Insight Three: Understand Implementation Logic
Vibe Coding lowers the coding barrier but raises the logic barrier. As a product manager, you need to establish clear business rules to ensure that the logic output by AI meets real needs, which is a core skill to master.
For instance, if you ask AI to create a coupon feature, it may not understand the business logic that “discounts and reductions are mutually exclusive,” leading to negative amounts during demos. This issue arises from not clarifying rules in advance. In the Vibe Coding era, you must not only articulate requirements but also “train” AI. The process of debugging prompts is similar to battling with developers over requirements, but the feedback cycle shifts from “days” to “seconds.”
Insight Four: Treat AI as an Intern, Establish Collaboration Boundaries
Don’t mythologize Vibe Coding; it’s an amplifier, not a magic wand. Core competencies such as user pain points, business value, usage scenarios, and aesthetics remain essential.
Product managers are not meant to replace developers but to collaborate with AI to quickly validate ideas and prototypes, reducing development time and costs. However, the final technical implementation still requires deep involvement and review from the development team. The best practice is: AI handles MVP, developers handle mass production.
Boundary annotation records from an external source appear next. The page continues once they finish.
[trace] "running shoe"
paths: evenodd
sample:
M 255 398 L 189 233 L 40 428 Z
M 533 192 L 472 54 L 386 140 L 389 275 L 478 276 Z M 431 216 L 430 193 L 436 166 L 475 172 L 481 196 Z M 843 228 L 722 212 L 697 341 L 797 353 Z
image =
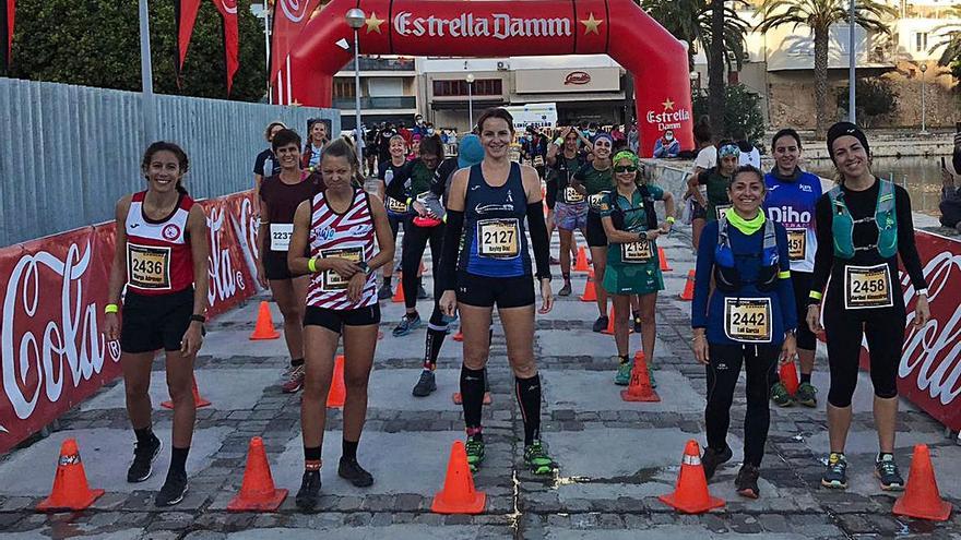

Let AI quickly produce demos to validate ideas, and once feasibility is confirmed, hand it over to developers for coding. This not only eases the burden on developers (as requirements are no longer just “one-liners” but interactive demos) but also boosts your confidence during requirement reviews. However, you must establish clear principles: AI-generated code should not go into the main branch, should not handle sensitive data, and complex business logic must undergo developer review. You are a PM, not a CTO (except for individual entrepreneurs).
Conclusion
Vibe Coding is not the end; it’s the beginning. With AI capabilities evolving rapidly, Vibe Coding offers the ability for quick validation, allowing product managers to shift from a passive role waiting for development schedules to proactive explorers creating demos.
Ultimately, product innovation and value delivery must remain centered on solving user problems. The value of product managers lies not only in creating products but also in deeply understanding users, capturing needs, and iterating swiftly.